Not every rate case before the New Hampshire PUC is resolved by settlement agreement. But most are. Sometimes, certain issues are resolved by settlement while others are left to be fully hashed out at a hearing. Two years ago, the OCA signed a rate case settlement agreement with a natural gas utility and then duked it out jointly in the hearing room against the PUC Staff.
But in every rate case – and I’ve been in the business since the PUC hired me as a staff attorney in 1999 – we have always at least sat down with the utility to talk settlement. Until now.
Here’s what the rules allow me to say. The OCA and the PUC Staff put together a joint settlement offer, and we scheduled a meeting with Eversource to talk about it. Ordinarily we would do this in person, but because of pandemic-driven social isolation this gathering took place by conference call.

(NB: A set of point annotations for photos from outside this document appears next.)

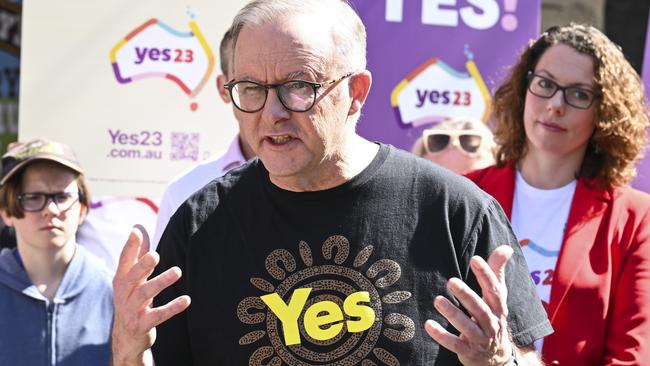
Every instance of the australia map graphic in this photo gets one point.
(156, 50)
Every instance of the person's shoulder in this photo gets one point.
(631, 199)
(492, 172)
(434, 181)
(207, 198)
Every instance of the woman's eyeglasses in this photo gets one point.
(574, 96)
(36, 201)
(436, 141)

Their key decisionmakers were present. So were ours. Attendance was taken; wishes for good health in the face of COVID-19 were exchanged. But the meeting lasted all of three minutes.
I’d love to say more. But the PUC has a rule that states: “All participants in settlement conferences shall treat discussions at settlement conferences as confidential and shall not disclose the contents of such discussions to third parties or seek to introduce them into evidence.”

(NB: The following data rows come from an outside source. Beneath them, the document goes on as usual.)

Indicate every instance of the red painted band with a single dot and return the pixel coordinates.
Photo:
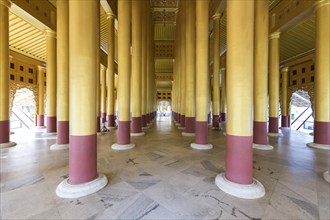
(40, 120)
(51, 124)
(98, 124)
(144, 120)
(111, 121)
(239, 158)
(201, 130)
(4, 131)
(322, 132)
(82, 159)
(260, 132)
(273, 124)
(136, 124)
(223, 116)
(216, 121)
(103, 116)
(285, 121)
(62, 132)
(124, 133)
(190, 124)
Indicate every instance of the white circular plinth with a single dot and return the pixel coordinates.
(326, 176)
(59, 147)
(8, 144)
(137, 134)
(263, 147)
(275, 134)
(122, 146)
(201, 146)
(49, 134)
(319, 146)
(69, 191)
(254, 190)
(186, 134)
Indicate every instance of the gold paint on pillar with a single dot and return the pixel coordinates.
(41, 87)
(261, 61)
(103, 88)
(202, 65)
(111, 66)
(240, 66)
(274, 75)
(62, 61)
(83, 67)
(285, 84)
(124, 58)
(191, 59)
(51, 73)
(216, 64)
(322, 64)
(4, 58)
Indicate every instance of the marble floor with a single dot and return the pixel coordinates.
(163, 178)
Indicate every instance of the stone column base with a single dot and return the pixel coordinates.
(201, 146)
(8, 144)
(70, 191)
(186, 134)
(59, 147)
(319, 146)
(122, 146)
(254, 190)
(263, 147)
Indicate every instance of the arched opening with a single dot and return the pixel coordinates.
(23, 109)
(301, 113)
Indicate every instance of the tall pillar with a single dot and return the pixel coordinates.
(4, 76)
(136, 69)
(62, 141)
(202, 76)
(274, 84)
(216, 68)
(145, 11)
(260, 138)
(190, 38)
(103, 93)
(83, 177)
(238, 180)
(322, 76)
(111, 72)
(124, 62)
(223, 106)
(51, 81)
(41, 93)
(284, 98)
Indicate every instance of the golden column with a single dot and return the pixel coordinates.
(62, 141)
(83, 177)
(223, 106)
(284, 99)
(124, 68)
(202, 76)
(261, 30)
(103, 93)
(238, 180)
(216, 68)
(136, 129)
(322, 76)
(41, 92)
(274, 83)
(111, 72)
(51, 81)
(4, 76)
(145, 12)
(190, 38)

Eversource doesn’t even want me to write this column. Its lawyer claimed I would be violating the rule quoted above by telling you the utility slammed the door on settlement discussions. But I’m incapable of disclosing the “contents” of any settlement discussions when there were no such discussions.
No, there are no contents here. I am not telling you what we proposed. I am not telling you what if anything Eversource said in response. I have no idea what Eversource might say in the future.
But I can guess what the three commissioners at the PUC will decide if this whole thing is presented to them for a decision on a contested basis, via a public hearing that will be messy and complicated because social distancing rules will drive the whole thing to an online platform.
Monopoly profits of 10.4 percent, for an essential service, in this economy? No way. Not even close.